Amyris moves to compel arbitration as per the RCLA, or, alternatively, to dismiss under Federal Rule of Civil Procedure 12(b)(6). The Court addresses each point in turn. A. Motion to Compel Arbitration Amyris argues that the RCLA requires this case to be arbitrated for essentially two reasons: (1) any questions about arbitrability must be resolved by an arbitrator; and (2) regardless, Lavvan’s claims are “mischaracterized” as intellectual property claims and thus fall within the ambit of the arbitration requirement. (Dkt.
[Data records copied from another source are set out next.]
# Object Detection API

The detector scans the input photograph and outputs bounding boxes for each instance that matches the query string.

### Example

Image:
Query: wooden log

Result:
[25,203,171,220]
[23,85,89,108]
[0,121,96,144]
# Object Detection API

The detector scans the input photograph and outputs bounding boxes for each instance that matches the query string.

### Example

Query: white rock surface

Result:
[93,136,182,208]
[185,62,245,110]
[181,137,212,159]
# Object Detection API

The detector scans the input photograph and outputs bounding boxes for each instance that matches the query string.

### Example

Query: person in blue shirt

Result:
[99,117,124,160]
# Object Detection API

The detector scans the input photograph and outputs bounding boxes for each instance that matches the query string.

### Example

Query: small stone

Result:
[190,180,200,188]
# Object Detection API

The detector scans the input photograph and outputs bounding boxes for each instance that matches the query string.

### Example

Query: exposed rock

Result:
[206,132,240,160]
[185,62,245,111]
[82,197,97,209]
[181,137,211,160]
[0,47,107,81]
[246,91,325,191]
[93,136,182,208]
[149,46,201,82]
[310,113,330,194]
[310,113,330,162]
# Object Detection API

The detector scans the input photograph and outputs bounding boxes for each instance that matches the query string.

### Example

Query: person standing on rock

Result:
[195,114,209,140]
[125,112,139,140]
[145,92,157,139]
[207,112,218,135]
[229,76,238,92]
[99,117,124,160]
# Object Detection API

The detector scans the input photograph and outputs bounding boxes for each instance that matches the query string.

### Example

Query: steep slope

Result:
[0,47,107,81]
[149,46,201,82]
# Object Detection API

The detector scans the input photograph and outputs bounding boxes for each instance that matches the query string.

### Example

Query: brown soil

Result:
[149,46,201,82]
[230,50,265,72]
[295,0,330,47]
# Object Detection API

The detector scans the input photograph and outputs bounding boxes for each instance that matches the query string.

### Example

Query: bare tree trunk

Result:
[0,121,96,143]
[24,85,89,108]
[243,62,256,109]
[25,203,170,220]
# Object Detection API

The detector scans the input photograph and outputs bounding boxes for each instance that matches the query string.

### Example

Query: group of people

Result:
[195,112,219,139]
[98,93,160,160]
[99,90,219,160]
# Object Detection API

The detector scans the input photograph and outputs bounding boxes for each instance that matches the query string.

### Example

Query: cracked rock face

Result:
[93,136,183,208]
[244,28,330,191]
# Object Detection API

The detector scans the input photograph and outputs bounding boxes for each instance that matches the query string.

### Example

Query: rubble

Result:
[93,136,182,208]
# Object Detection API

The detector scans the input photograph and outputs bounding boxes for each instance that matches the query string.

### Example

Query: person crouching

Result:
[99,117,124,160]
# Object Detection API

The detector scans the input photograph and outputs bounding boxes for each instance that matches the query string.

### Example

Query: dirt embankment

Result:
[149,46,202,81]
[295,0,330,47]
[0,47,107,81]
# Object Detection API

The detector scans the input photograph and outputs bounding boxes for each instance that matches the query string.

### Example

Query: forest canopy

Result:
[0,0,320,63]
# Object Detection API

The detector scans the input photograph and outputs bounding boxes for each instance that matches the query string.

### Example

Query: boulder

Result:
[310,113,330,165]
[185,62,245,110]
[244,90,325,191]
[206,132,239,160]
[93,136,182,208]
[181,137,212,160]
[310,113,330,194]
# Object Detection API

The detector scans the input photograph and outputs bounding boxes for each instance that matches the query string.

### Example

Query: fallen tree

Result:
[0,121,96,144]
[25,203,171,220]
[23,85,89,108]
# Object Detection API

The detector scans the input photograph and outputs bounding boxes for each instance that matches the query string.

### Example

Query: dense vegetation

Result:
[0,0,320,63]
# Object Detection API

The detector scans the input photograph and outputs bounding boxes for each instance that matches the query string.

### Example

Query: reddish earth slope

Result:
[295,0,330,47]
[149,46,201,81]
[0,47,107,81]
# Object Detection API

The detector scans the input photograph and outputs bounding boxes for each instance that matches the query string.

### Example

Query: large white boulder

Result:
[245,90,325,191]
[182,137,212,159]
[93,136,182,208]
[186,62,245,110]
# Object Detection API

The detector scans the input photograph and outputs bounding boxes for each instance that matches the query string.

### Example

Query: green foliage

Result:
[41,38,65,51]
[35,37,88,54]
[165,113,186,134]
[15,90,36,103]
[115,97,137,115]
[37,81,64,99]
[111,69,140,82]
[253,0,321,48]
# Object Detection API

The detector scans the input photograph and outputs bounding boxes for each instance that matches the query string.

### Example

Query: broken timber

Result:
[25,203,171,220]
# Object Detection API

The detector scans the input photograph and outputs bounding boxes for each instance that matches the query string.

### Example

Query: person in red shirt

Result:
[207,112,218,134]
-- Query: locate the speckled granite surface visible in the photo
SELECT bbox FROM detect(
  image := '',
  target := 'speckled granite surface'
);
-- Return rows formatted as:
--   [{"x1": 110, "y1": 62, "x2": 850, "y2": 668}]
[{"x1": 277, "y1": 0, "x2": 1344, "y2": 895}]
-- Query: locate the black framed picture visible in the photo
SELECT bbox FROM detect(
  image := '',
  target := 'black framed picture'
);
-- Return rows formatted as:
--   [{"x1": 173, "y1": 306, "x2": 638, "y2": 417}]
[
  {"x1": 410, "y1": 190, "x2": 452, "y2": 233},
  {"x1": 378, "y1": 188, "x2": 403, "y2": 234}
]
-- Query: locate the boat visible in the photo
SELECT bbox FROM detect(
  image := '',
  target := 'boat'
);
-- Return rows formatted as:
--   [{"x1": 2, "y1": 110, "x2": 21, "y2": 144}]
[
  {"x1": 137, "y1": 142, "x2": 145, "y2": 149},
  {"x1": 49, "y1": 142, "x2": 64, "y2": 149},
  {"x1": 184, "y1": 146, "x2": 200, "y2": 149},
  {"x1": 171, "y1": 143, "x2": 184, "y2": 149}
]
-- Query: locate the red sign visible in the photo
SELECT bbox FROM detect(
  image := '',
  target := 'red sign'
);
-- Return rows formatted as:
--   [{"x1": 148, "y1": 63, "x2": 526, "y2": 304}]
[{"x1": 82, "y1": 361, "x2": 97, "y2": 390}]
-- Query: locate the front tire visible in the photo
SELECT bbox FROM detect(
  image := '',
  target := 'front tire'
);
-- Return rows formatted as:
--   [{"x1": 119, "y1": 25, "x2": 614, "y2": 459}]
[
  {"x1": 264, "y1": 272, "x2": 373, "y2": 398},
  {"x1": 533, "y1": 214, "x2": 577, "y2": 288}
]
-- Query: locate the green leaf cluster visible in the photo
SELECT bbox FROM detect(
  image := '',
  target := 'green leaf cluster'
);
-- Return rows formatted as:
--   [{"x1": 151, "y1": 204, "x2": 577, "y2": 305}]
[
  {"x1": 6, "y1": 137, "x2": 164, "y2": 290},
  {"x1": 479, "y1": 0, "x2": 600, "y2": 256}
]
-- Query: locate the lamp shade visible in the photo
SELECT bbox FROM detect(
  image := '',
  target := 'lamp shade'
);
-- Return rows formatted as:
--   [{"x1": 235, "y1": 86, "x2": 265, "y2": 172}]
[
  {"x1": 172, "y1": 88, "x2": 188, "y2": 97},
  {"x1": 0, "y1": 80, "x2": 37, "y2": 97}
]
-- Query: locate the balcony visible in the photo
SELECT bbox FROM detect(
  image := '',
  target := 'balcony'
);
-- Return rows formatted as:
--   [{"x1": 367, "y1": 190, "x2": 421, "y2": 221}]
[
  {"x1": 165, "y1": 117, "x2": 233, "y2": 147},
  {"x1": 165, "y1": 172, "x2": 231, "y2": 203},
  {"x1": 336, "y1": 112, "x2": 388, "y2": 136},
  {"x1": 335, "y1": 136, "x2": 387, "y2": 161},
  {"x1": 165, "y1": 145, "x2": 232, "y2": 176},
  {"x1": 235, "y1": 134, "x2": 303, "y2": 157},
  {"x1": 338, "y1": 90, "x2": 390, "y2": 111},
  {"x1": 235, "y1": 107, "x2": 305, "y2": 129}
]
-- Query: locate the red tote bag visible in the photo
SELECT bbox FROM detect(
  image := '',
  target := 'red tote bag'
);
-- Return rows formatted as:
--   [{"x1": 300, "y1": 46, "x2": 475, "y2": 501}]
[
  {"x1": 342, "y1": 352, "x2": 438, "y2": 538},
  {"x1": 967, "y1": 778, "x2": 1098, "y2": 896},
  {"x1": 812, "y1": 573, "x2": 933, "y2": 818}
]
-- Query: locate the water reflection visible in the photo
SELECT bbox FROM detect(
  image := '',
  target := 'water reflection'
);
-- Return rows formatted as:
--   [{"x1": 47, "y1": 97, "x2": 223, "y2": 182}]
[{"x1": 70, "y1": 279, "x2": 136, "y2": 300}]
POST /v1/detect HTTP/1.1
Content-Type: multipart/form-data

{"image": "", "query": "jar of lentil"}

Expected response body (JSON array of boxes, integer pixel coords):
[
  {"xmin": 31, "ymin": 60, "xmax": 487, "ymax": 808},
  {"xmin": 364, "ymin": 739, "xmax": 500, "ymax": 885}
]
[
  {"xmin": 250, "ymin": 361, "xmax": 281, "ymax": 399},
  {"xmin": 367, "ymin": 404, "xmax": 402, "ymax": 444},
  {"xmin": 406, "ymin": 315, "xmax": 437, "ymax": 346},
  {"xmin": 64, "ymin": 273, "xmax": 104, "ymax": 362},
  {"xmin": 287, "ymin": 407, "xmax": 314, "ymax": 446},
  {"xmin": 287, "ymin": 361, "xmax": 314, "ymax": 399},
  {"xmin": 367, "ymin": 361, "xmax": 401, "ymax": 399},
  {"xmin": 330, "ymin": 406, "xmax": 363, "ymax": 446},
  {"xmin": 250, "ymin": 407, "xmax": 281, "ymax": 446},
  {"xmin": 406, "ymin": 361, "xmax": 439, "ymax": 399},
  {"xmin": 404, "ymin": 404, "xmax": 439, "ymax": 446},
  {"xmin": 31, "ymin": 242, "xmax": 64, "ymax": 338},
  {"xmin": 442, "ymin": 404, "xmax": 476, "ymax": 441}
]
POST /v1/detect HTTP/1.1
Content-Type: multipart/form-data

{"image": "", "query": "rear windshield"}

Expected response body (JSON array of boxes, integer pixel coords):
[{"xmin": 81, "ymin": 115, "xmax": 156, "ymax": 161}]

No. 35 at 4.) “[T]he issue of arbitrability may only be referred to the arbitrator if there is clear and unmistakable evidence from the arbitration agreement, as construed by the relevant state law, that the parties intended that the question of arbitrability shall be decided by the arbitrator.” Bell

v. Cendant Corp., 293 F.3d 563, 566 (2d Cir. 2002) (emphasis in original) (internal quotation marks removed) (quoting PaineWebber Inc. v. Bybyk, 81 F.3d at 1198–99 (2d Cir. 1996) (quoting First Options of Chicago, Inc. v.